Section 3.09 Title to Assets. The Company and each Company Subsidiary has good and valid title to all material assets owned by it as of the date of this Agreement, including all material assets reflected on the Company’s consolidated balance sheet as of June 30, 2023 in the Company’s Annual Report on Form 10-K for the year ended June 30, 2023 (the “Balance Sheet”), except (a) for assets sold or otherwise disposed of in the ordinary course of business since June 30, 2023, and (b) where such failure would not, individually or in the aggregate, reasonably be likely to have a Material Adverse Effect.

Section 3.10 Real Property.

(a) Section 3.10(a) of the Company Disclosure Schedule sets forth the address, and the identity of the owner of each parcel of real property owned by the Company or the Company Subsidiaries as of the date of this Agreement.

(b) Section 3.10(b) of the Company Disclosure Schedule sets forth each Company Lease. As of the date of this Agreement, the Company has made available to Parent or Parent’s Representatives an accurate and complete in all material respects copy of each Company Lease (including all material amendments and supplements thereto) as in effect as of the date of this Agreement.

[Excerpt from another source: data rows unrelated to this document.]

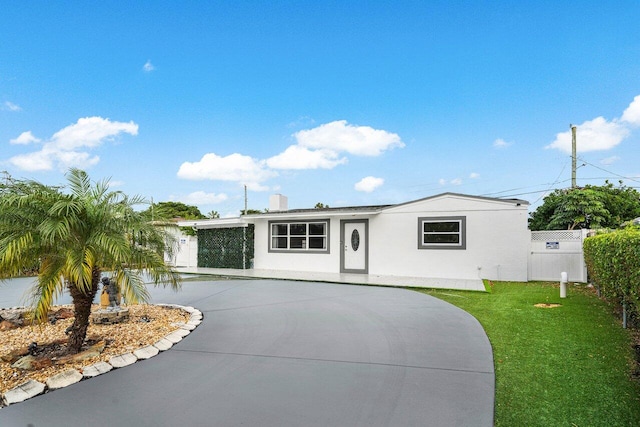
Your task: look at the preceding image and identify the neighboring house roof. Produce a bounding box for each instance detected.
[178,193,529,228]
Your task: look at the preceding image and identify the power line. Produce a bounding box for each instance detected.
[580,158,640,182]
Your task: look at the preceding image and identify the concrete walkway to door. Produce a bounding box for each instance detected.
[0,280,494,427]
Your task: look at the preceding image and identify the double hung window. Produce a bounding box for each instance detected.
[269,220,329,252]
[418,216,467,249]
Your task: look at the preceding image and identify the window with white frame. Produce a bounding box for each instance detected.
[269,220,329,252]
[418,216,467,249]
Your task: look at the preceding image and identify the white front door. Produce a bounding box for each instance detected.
[340,219,369,273]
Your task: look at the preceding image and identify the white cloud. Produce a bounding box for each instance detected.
[176,191,229,205]
[620,95,640,126]
[9,117,138,172]
[293,120,404,156]
[266,145,347,169]
[493,138,513,148]
[9,151,54,172]
[51,117,138,150]
[4,101,22,111]
[600,156,620,166]
[354,176,384,193]
[438,178,462,185]
[142,60,156,73]
[178,153,277,191]
[9,130,40,145]
[545,117,631,153]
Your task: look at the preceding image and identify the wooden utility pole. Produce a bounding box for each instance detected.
[244,185,247,215]
[569,125,577,188]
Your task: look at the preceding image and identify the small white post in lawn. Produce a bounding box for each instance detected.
[560,271,567,298]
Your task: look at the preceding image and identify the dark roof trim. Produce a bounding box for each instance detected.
[243,193,529,218]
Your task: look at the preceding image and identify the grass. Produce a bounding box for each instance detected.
[420,282,640,427]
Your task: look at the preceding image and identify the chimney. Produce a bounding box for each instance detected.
[269,194,289,212]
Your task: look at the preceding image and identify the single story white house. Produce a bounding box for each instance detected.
[179,193,531,288]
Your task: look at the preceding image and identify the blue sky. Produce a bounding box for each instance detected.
[0,0,640,216]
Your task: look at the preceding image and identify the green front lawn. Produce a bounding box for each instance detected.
[420,282,640,427]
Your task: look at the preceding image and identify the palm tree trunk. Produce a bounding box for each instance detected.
[67,268,100,354]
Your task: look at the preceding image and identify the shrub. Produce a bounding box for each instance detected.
[584,227,640,324]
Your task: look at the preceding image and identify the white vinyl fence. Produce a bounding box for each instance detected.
[528,230,589,283]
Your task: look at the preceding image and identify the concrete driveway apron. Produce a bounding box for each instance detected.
[0,280,495,427]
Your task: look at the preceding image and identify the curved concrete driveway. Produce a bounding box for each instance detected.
[0,280,494,427]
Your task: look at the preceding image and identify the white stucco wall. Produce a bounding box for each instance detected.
[254,194,530,281]
[369,196,530,281]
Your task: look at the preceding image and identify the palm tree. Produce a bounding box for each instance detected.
[0,169,180,353]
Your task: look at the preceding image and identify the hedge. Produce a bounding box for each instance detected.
[583,227,640,319]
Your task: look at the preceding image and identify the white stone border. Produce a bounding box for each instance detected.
[0,304,203,408]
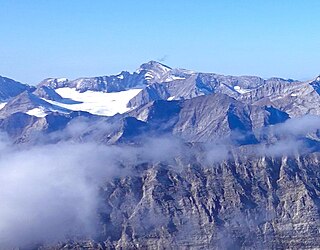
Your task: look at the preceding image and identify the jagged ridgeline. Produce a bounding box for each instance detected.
[0,61,320,249]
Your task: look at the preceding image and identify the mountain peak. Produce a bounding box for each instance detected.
[137,61,171,73]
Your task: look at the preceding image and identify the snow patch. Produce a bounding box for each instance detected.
[57,78,68,82]
[44,88,142,116]
[165,76,186,82]
[26,108,47,117]
[233,85,251,94]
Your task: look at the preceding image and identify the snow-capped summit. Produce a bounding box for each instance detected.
[0,76,34,102]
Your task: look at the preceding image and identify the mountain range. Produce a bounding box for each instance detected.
[0,61,320,249]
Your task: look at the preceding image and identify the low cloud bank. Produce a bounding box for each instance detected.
[0,116,320,249]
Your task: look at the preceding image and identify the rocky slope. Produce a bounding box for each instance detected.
[0,61,320,249]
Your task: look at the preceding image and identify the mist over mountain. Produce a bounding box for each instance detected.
[0,61,320,249]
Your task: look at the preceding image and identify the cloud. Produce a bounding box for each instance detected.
[0,116,320,249]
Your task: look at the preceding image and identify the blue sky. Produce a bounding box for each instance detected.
[0,0,320,84]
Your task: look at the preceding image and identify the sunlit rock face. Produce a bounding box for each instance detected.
[0,61,320,249]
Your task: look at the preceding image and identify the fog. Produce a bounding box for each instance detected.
[0,116,320,249]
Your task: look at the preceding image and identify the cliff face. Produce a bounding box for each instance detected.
[42,153,320,249]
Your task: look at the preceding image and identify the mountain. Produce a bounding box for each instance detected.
[0,61,320,249]
[0,76,34,102]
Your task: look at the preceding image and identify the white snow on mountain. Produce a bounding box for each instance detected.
[233,86,251,94]
[26,108,47,117]
[44,88,142,116]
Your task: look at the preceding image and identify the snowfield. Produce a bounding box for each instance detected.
[44,88,142,116]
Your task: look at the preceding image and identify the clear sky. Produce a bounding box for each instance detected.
[0,0,320,84]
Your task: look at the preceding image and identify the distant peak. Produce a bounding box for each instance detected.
[137,61,171,72]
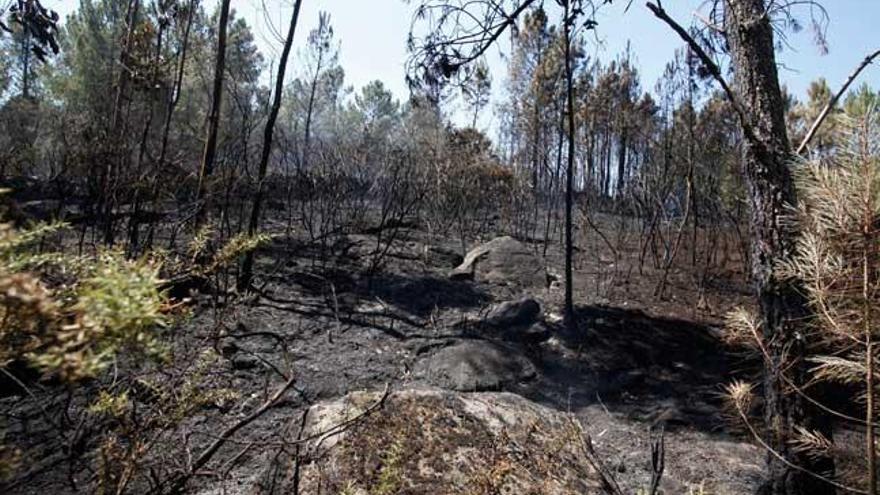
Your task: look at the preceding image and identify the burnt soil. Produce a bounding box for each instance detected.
[4,217,762,493]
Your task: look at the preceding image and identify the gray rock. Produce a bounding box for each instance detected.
[483,297,541,328]
[449,236,547,289]
[232,355,260,370]
[413,342,536,391]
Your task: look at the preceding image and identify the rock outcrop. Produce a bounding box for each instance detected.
[449,236,547,289]
[257,389,601,495]
[413,341,537,392]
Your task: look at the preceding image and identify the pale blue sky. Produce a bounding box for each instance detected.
[44,0,880,126]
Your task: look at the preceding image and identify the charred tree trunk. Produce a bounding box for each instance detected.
[563,0,577,330]
[238,0,302,291]
[726,0,835,495]
[195,0,231,228]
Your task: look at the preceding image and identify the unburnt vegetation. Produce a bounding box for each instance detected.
[0,0,880,495]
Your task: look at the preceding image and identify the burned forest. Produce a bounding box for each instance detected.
[0,0,880,495]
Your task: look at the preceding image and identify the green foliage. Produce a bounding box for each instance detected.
[0,224,167,380]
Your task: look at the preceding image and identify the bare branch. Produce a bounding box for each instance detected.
[795,50,880,155]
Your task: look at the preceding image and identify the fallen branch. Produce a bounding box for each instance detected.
[645,2,761,149]
[795,50,880,155]
[571,417,623,495]
[171,377,296,493]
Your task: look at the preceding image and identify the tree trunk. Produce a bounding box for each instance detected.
[238,0,302,291]
[563,0,577,330]
[195,0,231,228]
[726,0,834,495]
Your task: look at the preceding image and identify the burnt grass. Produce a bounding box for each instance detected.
[4,211,760,493]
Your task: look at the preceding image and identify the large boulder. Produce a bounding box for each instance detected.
[248,389,601,495]
[413,341,537,392]
[449,236,547,289]
[483,297,541,329]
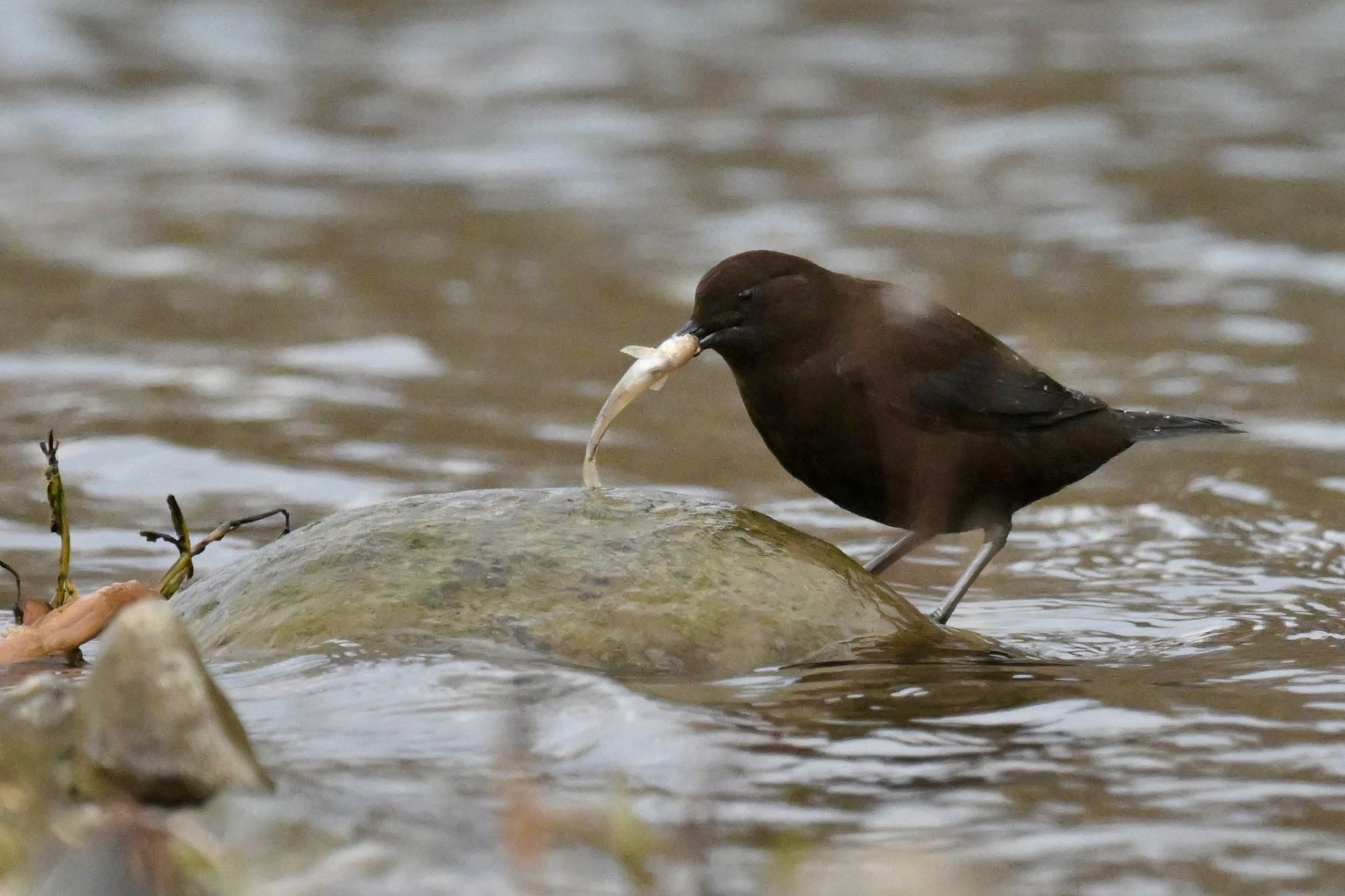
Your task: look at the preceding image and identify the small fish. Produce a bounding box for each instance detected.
[584,333,701,489]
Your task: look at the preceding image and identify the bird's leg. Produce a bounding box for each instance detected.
[864,532,929,575]
[929,524,1009,625]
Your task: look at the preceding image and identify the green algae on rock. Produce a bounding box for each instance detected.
[172,489,988,675]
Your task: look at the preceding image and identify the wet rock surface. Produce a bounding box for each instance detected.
[173,489,990,675]
[76,601,271,805]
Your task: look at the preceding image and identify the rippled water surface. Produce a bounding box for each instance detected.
[0,0,1345,896]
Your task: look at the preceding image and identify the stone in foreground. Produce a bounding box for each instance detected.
[172,489,992,677]
[76,601,271,805]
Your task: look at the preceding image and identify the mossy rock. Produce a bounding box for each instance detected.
[172,489,1005,677]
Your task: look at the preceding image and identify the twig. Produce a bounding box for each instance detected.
[0,560,23,626]
[39,430,79,608]
[0,582,159,664]
[140,494,289,598]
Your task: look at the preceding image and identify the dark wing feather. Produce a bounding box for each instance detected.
[842,307,1107,431]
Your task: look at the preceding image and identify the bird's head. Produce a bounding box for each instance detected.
[678,250,838,366]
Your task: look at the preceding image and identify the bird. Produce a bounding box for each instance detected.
[674,250,1243,624]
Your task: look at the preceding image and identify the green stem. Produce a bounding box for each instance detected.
[40,430,79,607]
[140,494,289,598]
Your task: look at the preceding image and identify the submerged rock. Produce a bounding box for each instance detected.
[74,601,271,805]
[172,489,990,675]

The execution and delivery of this Agreement by the Company do not, and the performance of this Agreement by the Company and the consummation by the Company of the Transactions will not, result in any breach or violation of, or constitute a default (or an event which, with notice or lapse of time or both, would become a default) by the Company or any Company Subsidiary under, or give to others any right of termination, amendment, acceleration, or cancellation of, or result in the loss of any benefit under, or the creation of any Encumbrance on the properties or assets of the Company or any Company Subsidiary pursuant to, any Material Company Lease, except, for any such conflict, violation, breach, default, or other occurrence that would not, individually or in the aggregate, reasonably be likely to have a Material Adverse Effect.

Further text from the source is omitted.